So, how does it work?
You simply drag and drop a file– their demo file is an article named “Retelling the American West in the Museum” –, copy and paste text, or select a file from your computer and input it into the interface. What you drag and drop does not, necessarily, have to be an academic article. In fact, after inputting a relatively benign image for this blog, the Text Analyzer gave me remarkably useful results, relating to blogging and learning, the digital humanities and libraries.

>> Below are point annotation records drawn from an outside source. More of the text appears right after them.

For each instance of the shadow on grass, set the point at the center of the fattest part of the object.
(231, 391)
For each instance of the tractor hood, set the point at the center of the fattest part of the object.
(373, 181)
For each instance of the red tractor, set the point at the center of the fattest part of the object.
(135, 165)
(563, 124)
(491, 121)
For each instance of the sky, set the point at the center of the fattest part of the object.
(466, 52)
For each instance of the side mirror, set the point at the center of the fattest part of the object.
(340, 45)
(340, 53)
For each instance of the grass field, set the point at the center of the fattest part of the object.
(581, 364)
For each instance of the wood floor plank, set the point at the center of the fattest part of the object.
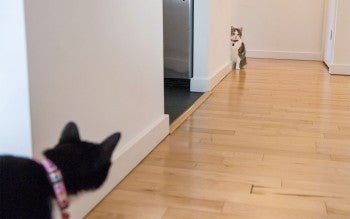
(271, 141)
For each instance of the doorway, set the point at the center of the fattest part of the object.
(178, 57)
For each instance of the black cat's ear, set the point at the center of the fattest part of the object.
(108, 146)
(70, 134)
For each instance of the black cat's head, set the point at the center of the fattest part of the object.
(84, 165)
(236, 34)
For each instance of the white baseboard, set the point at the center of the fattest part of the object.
(284, 55)
(339, 69)
(124, 162)
(207, 84)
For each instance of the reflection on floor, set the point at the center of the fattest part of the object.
(177, 97)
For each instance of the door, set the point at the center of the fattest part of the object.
(177, 22)
(330, 31)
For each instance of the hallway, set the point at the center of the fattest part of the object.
(272, 141)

After you drop your file into JSTOR, your analysis is broken down into terms. These terms are further broken down into topics, people, locations, and organizations. JSTOR deems which terms it believes are the most important and prioritizes them, and even gives specific weight to the most important terms. However, you can customize all of these options by choosing words from the identified terms to become prioritized terms, adding or deleting prioritized terms, and changing the weight of prioritized terms. For example, here are the automatic terms and results from the demo article:
However, I’m going to remove article’s author from being a prioritized term, add Native Americans and Brazilian art to the prioritized terms, and change the weight of these terms so that the latter two are the most important. This is how my terms and results list will look:
As you can see, the results completely changed!
While the JSTOR Text Analyzer doesn’t necessarily function in ways similar to other text analyzers, its ability to find key terms will help you not only find articles on JSTOR, but use those terms in other databases. Further, it can help you think strategically about search strategies on JSTOR, and see which search terms yield (perhaps unexpectedly) the most useful results for you. So while the JSTOR Text Analyzer is still in beta, it has the potential to be an incredibly useful tool for researchers, and we’re excited to see where it goes from here!